欧州サムライ戦記BACK NUMBER
代表でも、クラブでも輝くために。
清武弘嗣が放った“復活”のミドル。
text by
佐藤俊Shun Sato
photograph byBongarts/Getty Images
posted2014/02/27 16:30
フェルベーク監督は清武のPK失敗についても、「彼はこれまでもチームで一番のキッカーだったし、ミスは誰にでもあるものだ」と信頼厚いコメントをしている。
吹っ切れた清武に以前の輝きが戻ってきた。
自分自身の気持の整理がつくと清武のプレーは、見違えるように変わった。前半戦とは異なり、躍動感が溢れ、運動量豊富ないつものプレーが戻ってきた。とりわけ目立ったのは、さばくだけではなく、ゴールに直結する動きの質が高まったことだ。スペースを作る動き、裏への動き出しを始め、シュートを積極的に狙うようになり、相手が彼を捕まえるのに苦労していた。チームも後半戦4勝1敗と好調を維持している。

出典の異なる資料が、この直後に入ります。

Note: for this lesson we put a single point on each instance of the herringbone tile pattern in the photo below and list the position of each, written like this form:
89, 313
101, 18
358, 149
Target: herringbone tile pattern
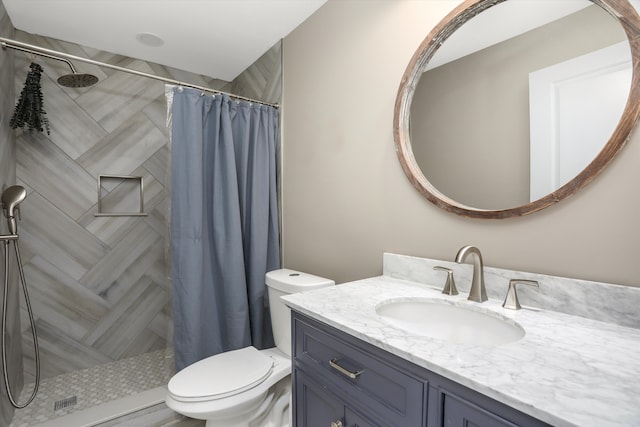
99, 286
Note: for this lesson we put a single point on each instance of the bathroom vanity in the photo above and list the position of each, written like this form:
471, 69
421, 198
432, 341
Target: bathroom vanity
353, 367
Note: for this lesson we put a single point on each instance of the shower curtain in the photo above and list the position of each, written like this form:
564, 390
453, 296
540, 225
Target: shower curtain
224, 222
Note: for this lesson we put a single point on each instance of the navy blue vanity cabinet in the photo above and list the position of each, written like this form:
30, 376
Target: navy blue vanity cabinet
341, 381
355, 385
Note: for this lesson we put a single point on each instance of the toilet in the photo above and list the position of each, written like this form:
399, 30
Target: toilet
246, 387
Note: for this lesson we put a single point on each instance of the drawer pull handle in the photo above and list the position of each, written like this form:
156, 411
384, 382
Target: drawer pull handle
334, 364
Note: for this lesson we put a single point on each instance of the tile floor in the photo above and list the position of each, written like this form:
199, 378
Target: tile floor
94, 387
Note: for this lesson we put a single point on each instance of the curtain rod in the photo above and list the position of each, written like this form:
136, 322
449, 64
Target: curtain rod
65, 57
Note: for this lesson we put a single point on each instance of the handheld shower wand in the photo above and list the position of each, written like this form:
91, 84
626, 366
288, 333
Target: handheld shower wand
11, 198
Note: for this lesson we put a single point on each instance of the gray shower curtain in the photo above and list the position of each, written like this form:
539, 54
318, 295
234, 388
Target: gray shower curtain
224, 222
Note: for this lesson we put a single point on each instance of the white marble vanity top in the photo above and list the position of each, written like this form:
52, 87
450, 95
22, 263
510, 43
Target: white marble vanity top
566, 371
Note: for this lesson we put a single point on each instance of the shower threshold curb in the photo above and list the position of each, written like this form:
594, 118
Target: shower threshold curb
110, 410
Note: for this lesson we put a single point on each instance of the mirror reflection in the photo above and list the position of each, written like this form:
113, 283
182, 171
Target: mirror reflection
528, 110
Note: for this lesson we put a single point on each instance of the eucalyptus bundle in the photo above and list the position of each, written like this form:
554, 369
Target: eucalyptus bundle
29, 110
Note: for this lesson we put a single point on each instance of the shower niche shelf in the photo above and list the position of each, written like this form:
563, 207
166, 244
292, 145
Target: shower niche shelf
120, 195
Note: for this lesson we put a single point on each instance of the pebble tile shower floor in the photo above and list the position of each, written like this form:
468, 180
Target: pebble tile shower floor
94, 386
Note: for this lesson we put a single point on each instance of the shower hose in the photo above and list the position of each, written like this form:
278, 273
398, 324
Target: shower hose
4, 326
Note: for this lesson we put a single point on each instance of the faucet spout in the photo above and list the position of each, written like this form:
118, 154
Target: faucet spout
478, 292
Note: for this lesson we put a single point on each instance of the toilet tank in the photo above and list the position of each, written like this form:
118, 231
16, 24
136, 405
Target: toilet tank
284, 282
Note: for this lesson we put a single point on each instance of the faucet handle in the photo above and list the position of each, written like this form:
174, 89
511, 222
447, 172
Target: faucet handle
511, 299
450, 284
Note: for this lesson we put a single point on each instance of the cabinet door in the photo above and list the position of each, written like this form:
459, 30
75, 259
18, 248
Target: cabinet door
354, 419
314, 406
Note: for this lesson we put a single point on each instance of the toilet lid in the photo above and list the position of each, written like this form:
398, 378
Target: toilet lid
222, 375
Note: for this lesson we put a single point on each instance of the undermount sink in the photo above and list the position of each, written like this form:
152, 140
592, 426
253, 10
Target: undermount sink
445, 321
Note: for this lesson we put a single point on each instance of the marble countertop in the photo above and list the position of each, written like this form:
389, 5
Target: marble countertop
566, 370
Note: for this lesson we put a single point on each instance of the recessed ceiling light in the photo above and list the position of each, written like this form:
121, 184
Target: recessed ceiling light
150, 39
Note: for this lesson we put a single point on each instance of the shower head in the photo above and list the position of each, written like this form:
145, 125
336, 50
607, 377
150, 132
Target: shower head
11, 198
77, 80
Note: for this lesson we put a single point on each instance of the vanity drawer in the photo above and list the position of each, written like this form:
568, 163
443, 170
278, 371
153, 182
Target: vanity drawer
379, 385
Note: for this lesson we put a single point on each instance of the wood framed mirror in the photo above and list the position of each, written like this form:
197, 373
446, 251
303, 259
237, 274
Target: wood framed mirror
424, 175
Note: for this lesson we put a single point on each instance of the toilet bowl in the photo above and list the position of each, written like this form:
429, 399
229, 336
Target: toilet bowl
246, 387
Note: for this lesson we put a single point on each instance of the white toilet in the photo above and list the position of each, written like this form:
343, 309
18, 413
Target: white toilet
246, 387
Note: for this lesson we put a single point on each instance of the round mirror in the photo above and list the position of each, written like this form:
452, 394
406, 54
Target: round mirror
510, 106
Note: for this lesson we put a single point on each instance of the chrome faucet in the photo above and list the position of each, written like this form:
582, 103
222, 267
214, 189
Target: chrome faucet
478, 292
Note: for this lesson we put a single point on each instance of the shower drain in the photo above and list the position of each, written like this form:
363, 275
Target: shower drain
65, 403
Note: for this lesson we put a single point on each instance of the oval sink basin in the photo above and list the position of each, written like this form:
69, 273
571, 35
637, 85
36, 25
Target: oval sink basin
448, 322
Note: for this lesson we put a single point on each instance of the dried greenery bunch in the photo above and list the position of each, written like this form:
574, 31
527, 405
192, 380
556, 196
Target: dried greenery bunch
29, 110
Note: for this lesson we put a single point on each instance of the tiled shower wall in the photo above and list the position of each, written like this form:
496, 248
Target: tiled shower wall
7, 178
99, 285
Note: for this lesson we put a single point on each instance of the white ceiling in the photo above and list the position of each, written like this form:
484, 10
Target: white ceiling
216, 38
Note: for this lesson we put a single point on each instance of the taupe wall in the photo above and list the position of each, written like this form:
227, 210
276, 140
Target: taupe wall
346, 199
7, 178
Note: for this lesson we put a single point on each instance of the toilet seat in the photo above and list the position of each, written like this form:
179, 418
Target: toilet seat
221, 376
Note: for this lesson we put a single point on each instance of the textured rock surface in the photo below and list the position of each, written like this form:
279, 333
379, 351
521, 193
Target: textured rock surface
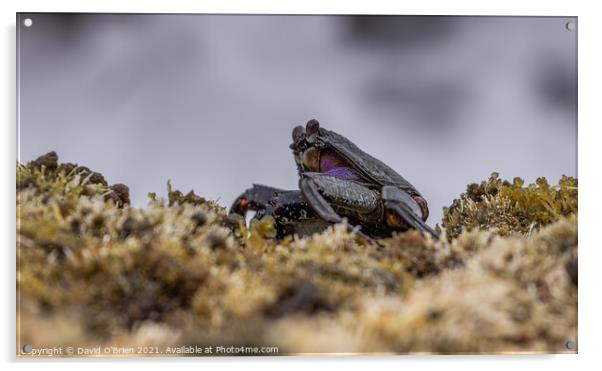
94, 271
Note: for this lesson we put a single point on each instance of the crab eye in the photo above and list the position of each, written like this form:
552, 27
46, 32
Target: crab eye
311, 130
298, 132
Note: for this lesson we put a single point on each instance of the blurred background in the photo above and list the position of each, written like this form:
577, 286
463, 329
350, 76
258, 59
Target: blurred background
209, 101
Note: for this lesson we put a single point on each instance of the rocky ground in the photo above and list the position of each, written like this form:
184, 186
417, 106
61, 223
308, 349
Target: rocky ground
92, 270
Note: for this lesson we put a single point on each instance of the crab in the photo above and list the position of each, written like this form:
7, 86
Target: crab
337, 182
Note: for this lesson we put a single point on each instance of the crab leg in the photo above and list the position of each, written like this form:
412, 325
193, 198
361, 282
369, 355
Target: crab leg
400, 205
311, 184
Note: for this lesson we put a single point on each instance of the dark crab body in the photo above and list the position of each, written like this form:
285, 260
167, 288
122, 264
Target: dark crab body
338, 180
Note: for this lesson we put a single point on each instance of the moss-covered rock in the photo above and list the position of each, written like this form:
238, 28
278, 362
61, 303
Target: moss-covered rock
510, 207
95, 271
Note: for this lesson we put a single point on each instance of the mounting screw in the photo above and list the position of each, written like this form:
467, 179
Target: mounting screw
27, 348
570, 25
570, 345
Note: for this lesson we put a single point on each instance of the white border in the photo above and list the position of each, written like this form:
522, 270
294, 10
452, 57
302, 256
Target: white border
589, 172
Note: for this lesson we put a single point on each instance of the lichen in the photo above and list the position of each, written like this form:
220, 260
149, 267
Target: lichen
510, 207
95, 271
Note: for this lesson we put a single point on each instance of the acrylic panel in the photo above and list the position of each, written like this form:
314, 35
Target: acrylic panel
234, 185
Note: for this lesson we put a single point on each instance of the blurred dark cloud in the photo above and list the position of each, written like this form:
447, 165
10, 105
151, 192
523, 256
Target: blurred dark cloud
209, 101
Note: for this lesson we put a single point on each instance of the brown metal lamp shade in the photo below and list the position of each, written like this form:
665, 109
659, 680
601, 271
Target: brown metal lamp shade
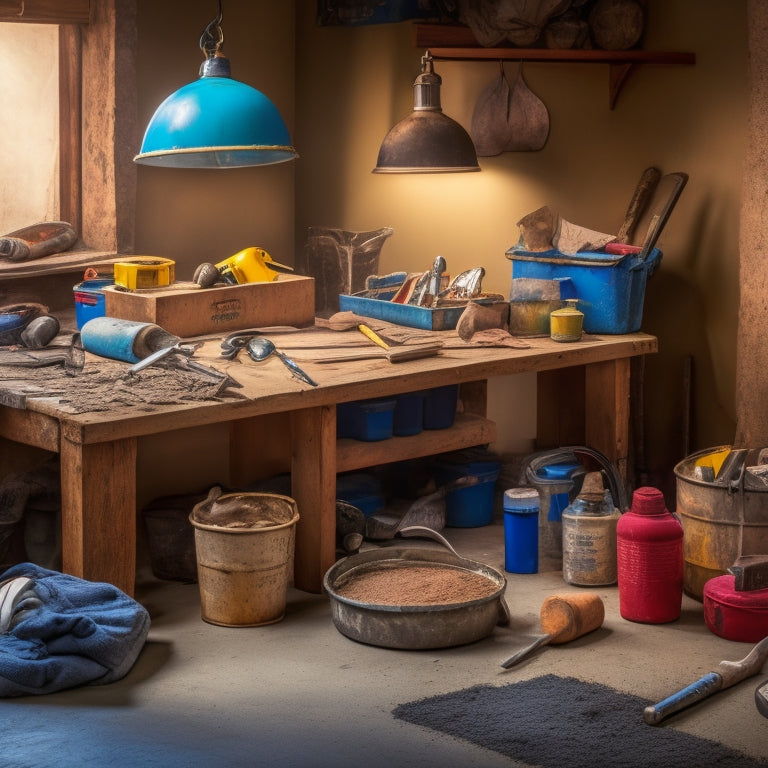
427, 141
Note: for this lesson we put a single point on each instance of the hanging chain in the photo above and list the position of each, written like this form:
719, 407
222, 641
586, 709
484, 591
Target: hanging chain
212, 39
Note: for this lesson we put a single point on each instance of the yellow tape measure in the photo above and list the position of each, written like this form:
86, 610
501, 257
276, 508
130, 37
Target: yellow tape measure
144, 272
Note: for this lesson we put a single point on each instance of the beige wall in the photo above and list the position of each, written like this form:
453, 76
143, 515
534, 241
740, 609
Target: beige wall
354, 84
342, 89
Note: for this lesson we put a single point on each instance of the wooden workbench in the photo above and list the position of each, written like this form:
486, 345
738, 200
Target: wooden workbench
98, 451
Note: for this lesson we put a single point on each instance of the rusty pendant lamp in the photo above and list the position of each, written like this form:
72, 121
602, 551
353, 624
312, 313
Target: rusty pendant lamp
427, 141
215, 121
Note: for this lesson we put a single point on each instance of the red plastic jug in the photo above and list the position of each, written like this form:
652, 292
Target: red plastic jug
649, 560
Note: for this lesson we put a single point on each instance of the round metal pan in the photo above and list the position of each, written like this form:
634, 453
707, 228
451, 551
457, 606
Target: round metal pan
414, 627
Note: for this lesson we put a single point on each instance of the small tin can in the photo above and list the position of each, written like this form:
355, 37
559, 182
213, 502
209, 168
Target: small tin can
566, 323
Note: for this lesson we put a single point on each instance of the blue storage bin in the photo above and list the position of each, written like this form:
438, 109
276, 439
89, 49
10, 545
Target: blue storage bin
367, 420
610, 288
409, 414
89, 299
440, 406
472, 506
361, 490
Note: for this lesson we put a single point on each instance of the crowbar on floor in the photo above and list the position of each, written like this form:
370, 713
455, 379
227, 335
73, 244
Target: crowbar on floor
725, 675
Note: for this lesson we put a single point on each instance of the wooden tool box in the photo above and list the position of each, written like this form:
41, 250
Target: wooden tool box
187, 312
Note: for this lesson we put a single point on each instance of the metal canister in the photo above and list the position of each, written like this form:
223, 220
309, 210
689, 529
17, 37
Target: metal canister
589, 536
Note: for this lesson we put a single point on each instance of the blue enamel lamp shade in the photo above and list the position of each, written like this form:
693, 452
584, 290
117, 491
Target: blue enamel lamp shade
216, 122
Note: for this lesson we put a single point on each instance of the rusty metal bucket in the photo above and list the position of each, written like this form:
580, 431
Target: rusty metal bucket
721, 521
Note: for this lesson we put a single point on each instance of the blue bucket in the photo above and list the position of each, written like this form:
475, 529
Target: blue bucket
610, 288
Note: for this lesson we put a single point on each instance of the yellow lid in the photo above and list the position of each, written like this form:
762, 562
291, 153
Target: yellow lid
144, 272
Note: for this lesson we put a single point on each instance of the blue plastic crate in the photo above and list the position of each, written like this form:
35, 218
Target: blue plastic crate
361, 490
610, 288
440, 406
473, 505
409, 414
368, 420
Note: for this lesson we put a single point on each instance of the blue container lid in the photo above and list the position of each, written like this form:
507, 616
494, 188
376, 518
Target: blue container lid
524, 500
564, 469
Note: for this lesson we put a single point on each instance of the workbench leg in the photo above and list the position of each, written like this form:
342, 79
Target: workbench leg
606, 403
98, 511
313, 487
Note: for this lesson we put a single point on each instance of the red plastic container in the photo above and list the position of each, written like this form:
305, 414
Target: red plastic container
649, 559
738, 616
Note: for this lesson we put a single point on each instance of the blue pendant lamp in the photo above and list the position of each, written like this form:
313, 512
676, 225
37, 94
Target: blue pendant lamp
215, 122
427, 141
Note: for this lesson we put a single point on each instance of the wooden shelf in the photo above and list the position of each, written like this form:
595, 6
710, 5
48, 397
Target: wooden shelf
457, 43
56, 264
468, 430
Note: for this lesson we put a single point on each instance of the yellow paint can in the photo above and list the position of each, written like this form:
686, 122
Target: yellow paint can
566, 323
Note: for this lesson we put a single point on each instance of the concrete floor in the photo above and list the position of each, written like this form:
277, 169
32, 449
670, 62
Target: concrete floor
298, 693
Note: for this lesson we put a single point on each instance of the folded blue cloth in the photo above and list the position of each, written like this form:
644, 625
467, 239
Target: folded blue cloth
74, 632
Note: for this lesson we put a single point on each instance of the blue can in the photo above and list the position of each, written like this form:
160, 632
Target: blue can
521, 530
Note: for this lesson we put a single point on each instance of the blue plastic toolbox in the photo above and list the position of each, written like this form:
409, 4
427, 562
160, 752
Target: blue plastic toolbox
610, 288
368, 420
440, 406
473, 505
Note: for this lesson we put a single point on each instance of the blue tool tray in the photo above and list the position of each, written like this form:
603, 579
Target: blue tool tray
426, 318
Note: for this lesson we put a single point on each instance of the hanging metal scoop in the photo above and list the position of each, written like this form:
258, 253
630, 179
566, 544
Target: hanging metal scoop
464, 286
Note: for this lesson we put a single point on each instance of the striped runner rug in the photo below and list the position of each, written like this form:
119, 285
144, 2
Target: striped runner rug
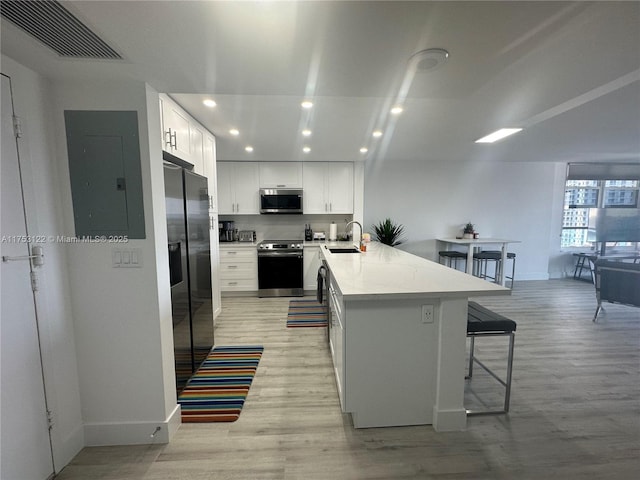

「後半戦、ホッフェンハイム戦から始まって、ブラウンシュバイク戦が一番動きが良かった。自分でもよく動けているなって思います。それは気持ちが前向きになったからでもあるけど、自分なりのトップ下のイメージが出来たからかなと思います」
「オレは動かないと自分の良さが出ない」
「昨年、トップ下の動きを圭佑(本田)クンに聞いた時、動きすぎると疲れてフィニッシュの精度を欠いたり、ボールロスをしてしまうんで、ここだと思う時以外動かないことも重要だと言われた。最初はそうだなって思っていたけど、よく考えるとオレと圭佑クン、タイプが違うじゃないですか。オレはフィジカルが強くないし、動かないと自分の良さが出ない。そのことが分かったんで、サイドに流れたり、真ん中行ったり、動きながらチャンスを作るようにしている。これを続けていけば、自分もチームももっと上にいけると思う」
ミックスゾーンでの表情は、いつになく晴れやかだった。ドイツ人記者からの質問も通訳を介して10分近く対応していた。
ひとつ山を超えた感があった。
昨年は、余裕もなく、不安気にどこか遠くからチームを見ていた雰囲気があった。だが、今は自分がチームを引っ張り、ここで輝くのだという覚悟が感じられる。叩き込んだミドルシュートは、迷いや焦りから脱した“清武復活”の狼煙になった。